After a lull in the campaign for the hundreds evicted from the Ejipura slum, activists have started posting appeals on the Facebook page of Garuda Mall.
The escalated action follows a petition on the campaign portal, change.org, which sought a cancellation of the project to build a mall on a part of the slum land and a colony of multi-storeyed buildings for those displaced on the remainder of the land.
Maverick Builders, which bagged the contract for the construction, also built the Garuda mall.
Now, the Facebook page of the mall, targeted at shoppers, has turned into a virtual discussion forum on merits and demerits of malls, development projects and the plight of the poor in this country.
Voices
“Please don’t destroy someone’s home to build malls! Build them somewhere else,” posted Siddharth Mourya referring to the demolition of the slum in January this year.
Raymond Fernandez commented: “Malls are great — but not at the cost of people’s homes — so will you please move some place else and rake in your wealth? Thank you.”
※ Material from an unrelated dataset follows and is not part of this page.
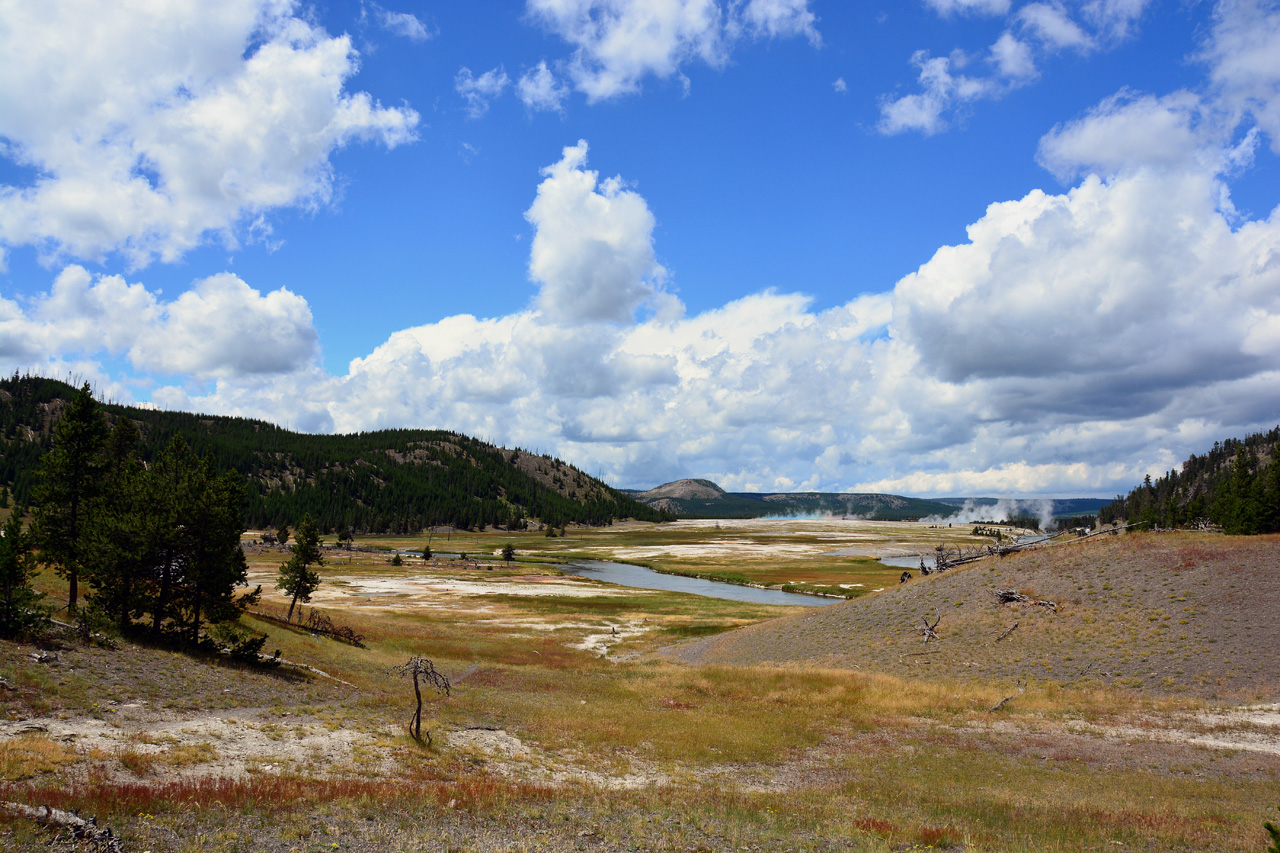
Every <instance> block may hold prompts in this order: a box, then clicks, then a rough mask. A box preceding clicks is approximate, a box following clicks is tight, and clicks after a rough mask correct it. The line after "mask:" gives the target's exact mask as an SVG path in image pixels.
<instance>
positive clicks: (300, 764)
mask: <svg viewBox="0 0 1280 853" xmlns="http://www.w3.org/2000/svg"><path fill="white" fill-rule="evenodd" d="M922 725H924V721H922ZM957 730H961V731H968V733H969V734H972V735H977V736H983V738H988V739H991V738H996V739H1000V738H1004V739H1009V740H1016V739H1019V738H1027V736H1034V739H1036V743H1037V744H1041V748H1043V744H1044V743H1046V739H1047V740H1048V742H1053V743H1056V744H1057V748H1064V747H1068V745H1073V744H1074V748H1075V749H1076V751H1080V749H1085V751H1093V752H1096V753H1097V754H1105V756H1115V754H1120V753H1121V752H1129V753H1135V752H1137V753H1139V754H1142V753H1143V752H1144V751H1146V752H1151V751H1152V749H1158V748H1160V747H1161V745H1165V744H1167V745H1178V747H1181V748H1183V749H1185V748H1187V747H1192V748H1196V749H1203V751H1207V752H1208V753H1228V754H1234V753H1242V752H1243V753H1263V754H1267V756H1280V704H1272V706H1247V707H1239V708H1219V710H1211V711H1204V712H1201V713H1194V715H1183V716H1178V717H1166V719H1158V720H1157V719H1151V717H1142V719H1134V720H1133V721H1129V722H1124V724H1119V725H1100V724H1093V722H1085V721H1080V720H1066V721H1061V722H1046V721H1039V722H1034V724H1032V729H1025V727H1023V726H1021V725H1019V724H1011V722H1007V721H993V722H992V724H989V725H975V726H970V727H968V729H957ZM399 734H401V733H399V731H398V730H393V729H387V730H380V731H360V730H355V729H352V727H349V726H348V725H346V724H342V725H335V724H334V722H333V721H324V720H319V719H315V717H307V716H301V715H291V713H288V712H284V713H282V712H279V711H268V710H260V708H259V710H246V708H238V710H230V711H225V712H220V713H189V715H183V713H172V712H166V711H161V710H156V708H151V707H147V706H146V704H143V703H129V704H119V706H111V707H108V708H106V713H104V715H102V719H87V717H82V719H68V720H60V719H58V717H36V719H29V720H23V721H20V722H12V721H5V722H0V739H9V738H18V736H24V735H26V736H32V735H36V736H44V738H49V739H51V740H58V742H61V743H65V744H68V745H70V747H72V748H73V749H74V751H76V752H77V753H78V754H81V756H84V757H90V758H96V760H99V761H101V763H102V766H104V767H108V768H109V770H110V772H111V775H114V776H116V777H120V779H132V777H136V776H134V775H133V774H132V772H131V771H128V770H125V768H124V766H123V765H122V763H120V762H119V761H118V760H119V757H120V756H122V754H124V753H125V752H129V751H132V752H134V753H154V754H156V756H159V757H160V758H161V762H160V763H159V765H157V766H156V768H155V770H152V771H151V772H150V774H148V775H151V776H155V777H166V779H174V777H195V776H214V777H224V779H225V777H229V779H242V777H244V776H247V775H252V774H283V772H301V771H306V772H307V774H311V775H316V776H321V777H324V776H339V775H351V774H353V772H355V774H360V775H367V776H378V775H380V774H384V772H389V771H390V770H392V768H393V767H394V766H396V762H394V757H393V752H394V744H396V738H397V736H398V735H399ZM434 734H435V736H436V748H438V749H442V751H444V752H447V753H452V754H454V756H457V757H461V758H465V760H466V761H468V762H471V763H475V765H479V766H484V767H485V768H486V770H489V771H493V772H495V774H498V775H502V776H506V777H509V779H520V780H526V781H536V783H541V784H552V785H564V784H582V783H585V784H589V785H593V786H596V788H602V789H611V790H616V789H634V788H641V786H648V785H664V784H669V783H672V781H675V780H700V781H701V783H708V781H710V783H714V784H724V785H733V786H736V788H739V789H741V790H745V792H776V793H777V792H787V790H799V789H801V788H805V786H808V785H810V784H812V781H813V774H814V772H818V771H823V768H827V767H828V766H829V765H831V749H832V744H826V745H823V747H819V748H813V749H805V751H800V752H799V753H796V754H795V756H792V757H791V758H788V760H787V761H785V762H782V763H781V765H767V766H759V767H756V766H742V765H726V766H709V767H708V766H699V767H692V766H682V765H680V763H673V765H669V766H658V765H655V763H653V762H648V761H644V760H640V758H639V757H636V756H627V754H616V756H613V761H612V766H608V763H605V765H604V766H602V762H600V760H599V756H582V754H577V753H573V752H571V751H558V752H549V751H543V749H539V748H536V747H535V745H530V744H526V743H525V742H522V740H521V739H520V738H517V736H515V735H512V734H511V733H508V731H506V730H503V729H498V727H493V729H490V727H467V729H457V730H449V731H435V733H434ZM178 744H184V745H191V744H209V745H211V747H212V749H214V751H215V753H216V757H214V758H212V760H211V761H205V762H201V763H195V765H191V766H180V767H174V766H170V765H166V763H164V762H163V757H164V754H165V753H166V751H169V749H170V748H173V747H175V745H178ZM1082 744H1083V747H1082Z"/></svg>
Some visitors to the page like Neha Rao objected to these posts and said: “Thanks for that info... you better put an end to this house, slum issue on this page before I dislike this page.” Rupert Mathews took off on another tangent by posting, “This was a very big slum very near to Infant Jesus church... finally, God has shown mercy on them, I got to know that some of them were rehabilitated in slum board houses in Shanti Nagar, some were given money and told to find better housing and some were accommodated in neighbouring areas, at least now that place does not have shabby sheds.”
Reaction
To all the negative comments, the page administrator responded with a 300-word explanation stating the legal position of the project.
Garuda Mall promoter Uday Garudachar said: “All those fellows will get legal notices. Let there be hundreds of them… each one will get a notice. I know that some NGO racketeers are behind this.” He also said that he will file a case with the cyber crimes cell of the police and accused the activists of “taking law into their hands”.